In patients with hypertension, captopril did not reduce morbidity and mortality better than conventional treatment and led to an increase in stroke.
Source of funding: Bristol-Myers Squibb.
For correspondence: Professor L. Hansson, Division of Clinical Hypertension Research, Department of Public Health and Social Sciences, University of Uppsala, Box 609, S-751 25 Uppsala, Sweden. FAX 46-18-177973.
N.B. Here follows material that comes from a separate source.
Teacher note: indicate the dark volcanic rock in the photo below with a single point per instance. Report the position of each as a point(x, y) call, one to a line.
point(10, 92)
Table. Captopril vs conventional treatment for hypertension at mean 6.1-year follow-up*
|Outcomes||Captopril||Control||Adjusted RRI† (95% CI)||NNH (CI)|
|Combined end point||6.9%||6.1%||5% (-10 to 22)||Not significant|
|Stroke||3.5%||2.7%||25% (1 to 55)||125 (69 to 651)|
|Adjusted RRR (CI)||NNT (CI)|
|Myocardial infarction||3.0%||3.0%||4% (-19 to 23)||Not significant|
|Cardiovascular mortality||1.4%||1.7%||23% (-4 to 43)||Not significant|
*Abbreviations defined in Glossary; NNT, NNH, and CI calculated from data in article.
†Adjusted for age, sex, diabetes, systolic blood pressure, and previous treatment.
Angiotension-converting enzyme (ACE) inhibitors lower blood pressure to a similar extent as diuretics and β-blockers (1). Their effects on major cardiovascular outcomes, such as MI and stroke, have not been previously assessed in a randomized controlled trial. Nevertheless, superiority over β-blockers and diuretics has been claimed on the basis of improved intermediate outcomes, such as lipid profile and plasma potassium and glucose levels.
The main results of the CAPPP study refute these claims: The ACE inhibitor captopril did not prevent the primary end point more often than conventional therapy and increased risk for stroke.
The authors' conclusion that this drug may be useful in patients with diabetes is not sufficiently supported by their subgroup analysis. They did not state that this analysis was planned in the study design, and they reported a flaw in the randomization procedure that resulted in unbalanced groups. Moreover, their conclusion conflicts with firmer evidence shown by the U.K. Prospective Diabetes Study 40 in which 1148 hypertensive patients with diabetes were randomly allocated to captopril or atenolol (2). In that study, captopril was not more effective than atenolol for preventing major cardiovascular outcomes.
The mean difference between groups in baseline blood pressure levels could be large enough to explain the difference in efficacy for stroke prevention. Therefore, this first trial of ACE inhibitors in middle-aged, hypertensive patients is not definitive. Future trials may show that these drugs are equivalent to diuretics and β-blockers in the prevention of stroke but are unlikely to be proved superior.
Meanwhile, diuretics and β-blockers remain the first line of treatment for uncomplicated hypertension.